Organisms like newts and especially axolotls are indeed capable of de-differentiation and limb re-growth, but there are still no signs of pluripotency here. Instead, what is thought to happen is that differentiated cells revert to their respective tissue-specific stem cell state and regenerate the lost tissue. Some degree of trans-differentiation among closely related tissues (i.e. of the same germ layer) is also likely, yet it is no proof for Charles Vacanti’s claims. Indeed, all research so far showed that in order to achieve trans-differentiation between germ layers or pluripotent reprogramming, massive changes in enforced gene expression are necessary. And if somatic cells are thus forced to reprogram to pluripotency in vivo, they immediately form teratomas.
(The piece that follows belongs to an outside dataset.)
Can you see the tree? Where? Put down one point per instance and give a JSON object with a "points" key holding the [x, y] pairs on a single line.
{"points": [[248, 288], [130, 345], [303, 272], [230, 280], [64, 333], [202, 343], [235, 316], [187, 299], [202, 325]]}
The method, by which STAP cells were generated, is even less scientifically comprehensible than the suggestion for them to occur naturally. It very well may be that short-term stresses can temporarily change cell shape and gene expression patterns, yet no one in the history of biology has ever observed anything of a STAP scale. Basically, STAP discovery came out of the blue; defying all logic and understanding, just like a mermaid riding a unicorn, and the scientists are left to make up their minds about it. Of course, nothing is theoretically impossible and Douglas Adams did suggest running a spaceship on an infinite improbability drive. Therefore, with every passing day without reproducibility, the probability of the existence of STAP cells dwindles towards that of nuclear missiles turning into bowls of petunias and sperm whales. Don’t panic.